Bitte gebt mir ein wenig Entscheidsungshilfe bei diesen beiden Ruten bzw. meldet euch falls ihr zu der einen oder anderen Rute etwas sagen könnt.

Ich bedanke mich im Voraus für Eure Hilfe ! #6

edit : hier die beiden Ruten

http://www.angelsport.de/__WebShop_...ition-im-12-karthago-spin-40-ruten/detail.jsf

und 

http://www.sportex.de/DE/produkte/spinnruten/black_pearl.html


Gruß Kroyle


----------



## Fr33 (12. November 2012)

*AW: Balzer IM-12 oder Sportex Black Pearl ?*

Servus,

hmmm wenn du nicht gerade dicke Steinpackungen wie wir Rheinangler befischst, so reicht für dich ne 2,40er Länge mit ner 2500er Rolle definitv aus. Zudem wird das ganze dann auch handlicher.

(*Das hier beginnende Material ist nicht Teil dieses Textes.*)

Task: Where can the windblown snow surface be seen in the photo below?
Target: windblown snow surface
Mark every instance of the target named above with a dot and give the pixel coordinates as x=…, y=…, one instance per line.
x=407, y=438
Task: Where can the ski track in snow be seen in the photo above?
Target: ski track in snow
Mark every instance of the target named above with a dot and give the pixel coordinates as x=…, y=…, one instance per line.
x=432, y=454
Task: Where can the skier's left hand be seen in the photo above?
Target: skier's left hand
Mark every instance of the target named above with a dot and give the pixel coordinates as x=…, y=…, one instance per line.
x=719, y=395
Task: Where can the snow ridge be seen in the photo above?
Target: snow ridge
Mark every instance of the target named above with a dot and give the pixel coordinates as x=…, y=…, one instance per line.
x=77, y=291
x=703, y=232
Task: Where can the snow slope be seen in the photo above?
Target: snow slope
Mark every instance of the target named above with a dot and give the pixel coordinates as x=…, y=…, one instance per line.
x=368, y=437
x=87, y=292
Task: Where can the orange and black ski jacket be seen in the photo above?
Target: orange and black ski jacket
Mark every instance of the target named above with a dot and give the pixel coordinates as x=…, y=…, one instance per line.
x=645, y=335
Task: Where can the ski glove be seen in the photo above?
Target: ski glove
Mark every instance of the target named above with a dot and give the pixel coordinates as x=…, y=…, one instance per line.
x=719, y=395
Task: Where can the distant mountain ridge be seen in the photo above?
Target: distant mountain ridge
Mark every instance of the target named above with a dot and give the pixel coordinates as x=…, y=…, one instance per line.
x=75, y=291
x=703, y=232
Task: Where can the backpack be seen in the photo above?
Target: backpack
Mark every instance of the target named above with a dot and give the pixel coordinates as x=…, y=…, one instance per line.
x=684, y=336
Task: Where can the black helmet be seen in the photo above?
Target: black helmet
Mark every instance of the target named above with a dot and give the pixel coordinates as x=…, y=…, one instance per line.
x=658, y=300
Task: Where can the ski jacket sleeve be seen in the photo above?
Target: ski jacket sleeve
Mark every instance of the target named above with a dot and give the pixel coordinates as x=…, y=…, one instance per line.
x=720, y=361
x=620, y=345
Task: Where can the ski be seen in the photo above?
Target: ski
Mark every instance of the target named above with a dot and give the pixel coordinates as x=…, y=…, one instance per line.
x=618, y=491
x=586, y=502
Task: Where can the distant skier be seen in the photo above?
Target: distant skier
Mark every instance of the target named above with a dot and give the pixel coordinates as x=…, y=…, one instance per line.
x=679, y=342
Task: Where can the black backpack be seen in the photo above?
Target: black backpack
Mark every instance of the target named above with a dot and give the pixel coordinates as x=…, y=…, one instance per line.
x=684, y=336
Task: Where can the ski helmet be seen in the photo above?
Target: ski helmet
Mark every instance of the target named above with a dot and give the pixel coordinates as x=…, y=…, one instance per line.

Balzer IM-12 sagt mir gar nichts. IM-12 gibt die Blankeigenschaften im Sinne vom Grad an... nicht das Modell 

Die Black Pearl ist ne schöne Rute - aber m.M eher ne Gummirute mit schneller Aktion, harter Blank und entsprechendem Rückrad. Wäre jetzt in meinen Augen für dein Vorhaben nicht 100% geeignet.

Was kannste denn ausgeben für die Rute? Muss es Kork als Griff sein, oder auch Duplon ?


----------



## Kroyle (12. November 2012)

*AW: Balzer IM-12 oder Sportex Black Pearl ?*

Hey, 
danke für Deine fixe Antwort.

okay - guck dann habe ich schon sofort was gelernt 
diese Rute ist das von Balzer 

http://www.angelsport.de/__WebShop_...ition-im-12-karthago-spin-40-ruten/detail.jsf

ich denke das ich so ca. bis 120 Euro (max. ) ausgeben würde. Die BlackPearl würde ich für ca. 80-90 Euro bekommen und die Balzer ist ca. 10 Euro teurer.

Griffe etc. sind für mich nicht kaufentscheidend, bzw. da bin ich für alles bzw. eure/deine Tipps offen.

Dachte nur an die Black Pearl da diese als Gute Spinrute für Anfänger bzw. aber auch als Qualitätsprodukt hier im Forum angepriesen worden ist. Mit Gummirute meinst du das diese zu "weich" ist - du siehst, was sowas angeht blutiger Anfänger  -sorry !


----------



## vermesser (12. November 2012)

*AW: Balzer IM-12 oder Sportex Black Pearl ?*



Kroyle schrieb:


> HMit Gummirute meinst du das diese zu "weich" ist - du siehst, was sowas angeht blutiger Anfänger  -sorry !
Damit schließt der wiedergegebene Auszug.